Só que aí chegou o ginásio e o colegial com seus professores de literatura e por conta deles, comecei a separar todo esse histórico legal, daquela matéria chata e maçante que tinha no colégio. Não por acaso, foi uma das matérias que mais odiei, e isso me causou um estrago com seqüelas que chegam até hoje (uma delas acabou de ser reparada agora, motivo pelo qual comecei a escrever o post, e vou explicar mais abaixo). A principal maldição disso é a idéia que artistas são seres escolhidos, que produzem um material tão distante da vida dos cidadãos "médios", que estes acabam se afastando e considerando arte uma coisa, entretenimento outra.

Foi durante a faculdade, também por alguns professores (dessa vez do Lado Branco da Força), que comecei a entender que tudo aquilo que sempre admirei, ouvi, pesquisei e li já era arte. Aí voltei a ler mais, dessa vez autores que escreviam algo que realmente me interessava, e como consequência direta disso, comecei a escrever crônicas.

Porém, ainda tenho ligeiramente encrustrada na cabeça a noção que literatura, cinema e arte em geral, é algo que não é natural. E tenho que ficar desencalacrando esse lodo que teima em voltar sempre que passo um tempinho sem pensar no assunto.
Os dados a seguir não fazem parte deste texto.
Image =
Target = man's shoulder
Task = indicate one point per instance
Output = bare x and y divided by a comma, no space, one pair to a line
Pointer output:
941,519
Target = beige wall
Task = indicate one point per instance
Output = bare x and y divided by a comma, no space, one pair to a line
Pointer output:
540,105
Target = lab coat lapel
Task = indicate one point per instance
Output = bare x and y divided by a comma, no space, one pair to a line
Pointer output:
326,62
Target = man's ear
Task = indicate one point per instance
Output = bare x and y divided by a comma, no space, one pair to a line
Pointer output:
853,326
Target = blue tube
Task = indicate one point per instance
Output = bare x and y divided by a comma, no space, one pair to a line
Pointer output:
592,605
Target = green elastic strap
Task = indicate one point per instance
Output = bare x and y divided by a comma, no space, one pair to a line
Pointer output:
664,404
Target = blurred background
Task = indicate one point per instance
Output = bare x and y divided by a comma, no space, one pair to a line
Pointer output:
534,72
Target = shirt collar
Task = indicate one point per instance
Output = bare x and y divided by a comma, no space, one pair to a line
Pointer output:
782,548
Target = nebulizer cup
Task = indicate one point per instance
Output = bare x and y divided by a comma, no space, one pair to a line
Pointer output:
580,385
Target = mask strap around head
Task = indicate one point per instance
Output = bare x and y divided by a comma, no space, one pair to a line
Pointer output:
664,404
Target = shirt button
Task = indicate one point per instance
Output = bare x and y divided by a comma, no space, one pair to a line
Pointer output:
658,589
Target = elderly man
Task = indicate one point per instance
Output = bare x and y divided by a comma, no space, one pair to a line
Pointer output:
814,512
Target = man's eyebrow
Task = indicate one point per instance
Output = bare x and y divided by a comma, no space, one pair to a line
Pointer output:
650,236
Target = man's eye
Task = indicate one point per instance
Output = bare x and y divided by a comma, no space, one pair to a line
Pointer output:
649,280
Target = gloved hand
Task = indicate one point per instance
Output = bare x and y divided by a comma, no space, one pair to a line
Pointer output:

Sempre admirei o conhecimento dos fãs de HQ. Sempre achei que eram nerds (como eu era), porém com um nível de intelectualismo que eu não era muito digno. O que nunca tinha percebido é que passei por volta de 8 anos da minha infância e adolescência, lendo em média 2 gibis (não HQ, essa era a diferença!) por fim de semana. Meus pais tinham uma casa de campo em Vinhedo e íamos pra lá todos os finais de semana. No "Frango Assado", eu sempre comprava no mínimo 2 gibis. Os preferidos sempre foram os da Disney (Tio Patinhas, Pato Donald, todos do Professor Pardal, e muita raiva do Mickey, aquele viadinho dedo-duro). Também acompanhei quase todos publicados de "As Aventuras dos Trapalhões" com destaque às paródias de filmes como "Didicop, o policial sem futuro". E no meio disso alguns flertes com o "alto-HQ" como a "Morte do Super-Homem", e outras coisinhas mais.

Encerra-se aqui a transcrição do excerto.